2. Değerler, bireyin amaçlarıyla ve bu amaçlara ulaşmada etkili olan davranış biçimleriyle ilişkilidirler.

3. Değerler, özgül eylem ve durumların üzerindedirler. Yani tüm ilişkilerimizde geçerlidirler.

4. Değerler, insan davranışlarını ve onların değişimini yönlendiren standartlar olarak işlev görürler.

5. Değerler, taşıdıkları öneme göre kendi aralarında sıralanırlar. Düzenlenmiş bir değerler kümesi, değer önceliklerinin belirleyen bir sistem oluşturur.

Değerler kültürel normlarla ilgilidir, ancak bu normlardan daha evrensel ve soyuttur (FrouzanFar, Meimar ve Tagipour, 2012; Akt. Bulut 2012: 217). Her kültürün kendine özgü değerleri vardır ve bu değerlere bakılarak o toplum hakkında tahminlere ulaşmak mümkündür (Rokeach, 1973; Akt. Aydın, 2005: 5).

Bilişsel, duyuşsal ve psiko-motor boyutlarla açıklanan değer, bilişsel boyutta değerlerin farkına varma ve kavrama; duyuşsal boyutta iyi – kötü, olumlu olumsuz gibi yargıları; psiko-motor boyutta ise bilişsel ve duyuşsal yönden meydana gelen öğrenmelerin davranışları yönlendirmesi olarak belirtilmektedir (Akbaş, 2004: 45).

Değerlerin bilişsel, duyuşsal ve psiko-motor boyutlarının yanında güçlü güdüsel öğeleri de vardır. Bunlardan birisi değerlerin doğmasına neden olan önemli bir ihtiyaç olarak anlama ihtiyacıdır. Bu güdü merak, anlamlı olanın araştırılması, zihinsel yapılara duyulan eğilim olarak tasvir edilmiştir. İnsanoğlu yaşadığı çevreyi merak eder, karşılaştığı sorunları çözmek için çabalar ve eğer yeterli donanıma sahip değilse sıkıntı çeker. Bu sebeple bu karmaşıklıkları gidermek için bizlere yardımcı olan şeyler bizim için önemli olarak değerlendirilir (Ünal, 1981 Akt. Aydın, 2005: 11).

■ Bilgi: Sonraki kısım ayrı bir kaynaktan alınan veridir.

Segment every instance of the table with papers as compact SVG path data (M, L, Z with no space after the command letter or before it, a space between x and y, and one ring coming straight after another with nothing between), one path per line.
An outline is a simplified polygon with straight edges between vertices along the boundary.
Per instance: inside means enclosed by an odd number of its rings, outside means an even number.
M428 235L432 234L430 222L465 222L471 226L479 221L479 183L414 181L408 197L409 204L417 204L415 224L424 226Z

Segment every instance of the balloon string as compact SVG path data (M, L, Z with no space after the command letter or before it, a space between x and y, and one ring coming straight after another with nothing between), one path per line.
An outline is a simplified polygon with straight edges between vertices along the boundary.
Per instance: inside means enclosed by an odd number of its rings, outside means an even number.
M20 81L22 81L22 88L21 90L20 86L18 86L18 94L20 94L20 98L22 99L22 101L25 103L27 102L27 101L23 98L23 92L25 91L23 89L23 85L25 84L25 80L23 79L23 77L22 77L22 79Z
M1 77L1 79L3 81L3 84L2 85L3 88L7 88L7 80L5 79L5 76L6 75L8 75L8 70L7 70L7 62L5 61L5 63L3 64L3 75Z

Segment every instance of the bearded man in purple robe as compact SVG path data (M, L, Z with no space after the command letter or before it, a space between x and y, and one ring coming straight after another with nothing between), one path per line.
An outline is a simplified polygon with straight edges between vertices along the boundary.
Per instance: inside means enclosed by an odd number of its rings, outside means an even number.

Değer, arzu edilen, ilgi ve ihtiyaç duyulan bir şeydir. Kavramsal olarak olması gerekeni ifade eder (Bolay, 2007: 60; Akt. Bulut, 2012: 217). Hers, Miller ve Fielding (1980: 76-77) değerlerin oluşum sürecini ifade ederken değerlerin paylaşılan ve test edilen tecrübelerle ilgili olduğunu, insanın çevresiyle etkileşimi içerisinde belirli kalıpları ve davranışları geliştirme eğiliminde olması sebebiyle bazı şeylerin insanoğlu için doğru, yanlış, güzel ya da çirkin gibi ifade edildiğini, bu tür söylemlerinde toplumun değerlerini oluşturduğunu belirtmiştir (Akt. Türkyılmaz, 2012: 65).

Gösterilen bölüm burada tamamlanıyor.